As the Tor blog pointed out, the book begins in an Inn, a symbolic setting for the Dungeons & Dragons meme. And the Inn certainly manifests itself often enough in fantasy to warrant its own cliche. the jovial innkeeper, warm fire, large bosomed barmaids. Or it's the Evil Inn cousin, think shifty innkeeper, slatterns, and nefarious doings in the corner.  But in Dragons, it's the Inn of the Last Home, where friends gather to eat Otik's famous potatoes and flirt with the luscious Tika Waylan. And so the epic starts as Friends gather after a long absence.

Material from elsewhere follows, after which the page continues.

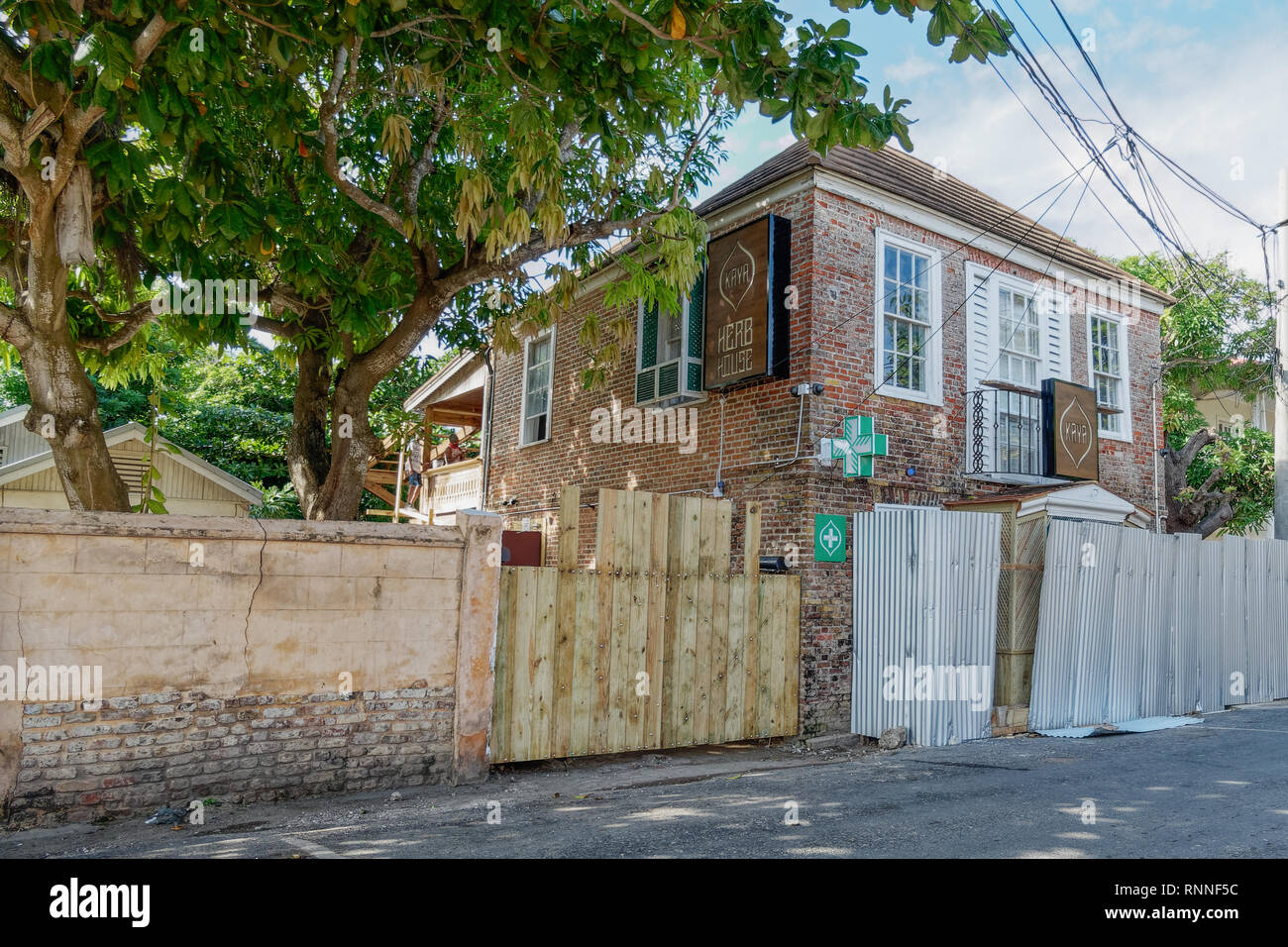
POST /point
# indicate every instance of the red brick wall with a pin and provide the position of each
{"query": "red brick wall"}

Completeness: I talk sometimes about scope, and in this simple thematic device, that of old friends meeting, the book establishes a complicated history from page one. Why did the friends part? Where did they go? Why are some together, and some separate? Were there mixed feelings, old dramas, triumphs of old? What about that sensation we've all had about life: that the past is dead, never to be felt again.  That you can't go home, and that memory is always different then what was.  I actually can't think of another fantasy book that begins quite this way. The Eddings' Belgariad had old friends meeting up along the road, but off hand that's it.  For all it's tropism in the Dungeon & Dragons world, it is fairly novel.

"Dragons" suffers from a very obvious and perfectly explainable completeness issue: much is purposely left unexplained. The back story to the characters is only alluded to within the trilogy.  Other authors were contracted to pick up the yarn and finish these quests.  This was frustrating in the 80s, as the other authors were never as strong as Weiss & Hickman.  In some cases entire chapters seem to be left out.  That said, Dragons was a pretty thick book for back then.  Particularly given that the average "game module book" probably ran about 250 pages.  It might well be that some of the missing content was merely cut for size.
Flint the King, what Flint did during his 5 year trip

There are a few interesting points I wish to make here.  In almost all fantasy genres of the 80s and early 90s, the basic baddy, the foot soldier of evil was more or less incomprehensible, the other, alien and bestial (orcs, trollocs, demons.  Not so in DragonLance.  Hobgoblins and Draconians are fully sentient, frequently speak the common tongue, and are sometimes even playable races within the games.  So when, in that first chapter of Dragons, Tanis and Flint have a conversation with Fewmaster Toede (a hobgoblin comic-relief villain) it's almost shocking.  Usually when orcs appear, swords are drawn, and orc blood rains black from the heavens.  There is no discussion, no capacity for empathy.  It's just kind of a neat thing.  For all that Jordan advanced the genre, the only conversation he ever had with a Trolloc was one where it was being tortured for information, or attempting to trick its human target.

Fewmaster Toede, almost all of these images are Elmore originals
Last, what Dragons lacks in completeness, the game module, the other books in the series, and the other books in DragonLance as a whole compliment and fill utterly.  Though the book itself seems riddled with holes, you can rest assured that everything is explainable with reference to some rule in the Player's Handbook or in the lore of the series, or even in the fanverse that has, in the intervening years given these books a completely new life.

Having completed my reread of the first novel, I still love the Heroes of the Lance.  My admiration for Weiss and Hickman remains, though it is tempered by the amazing writing of what the future of fantasy would soon hold.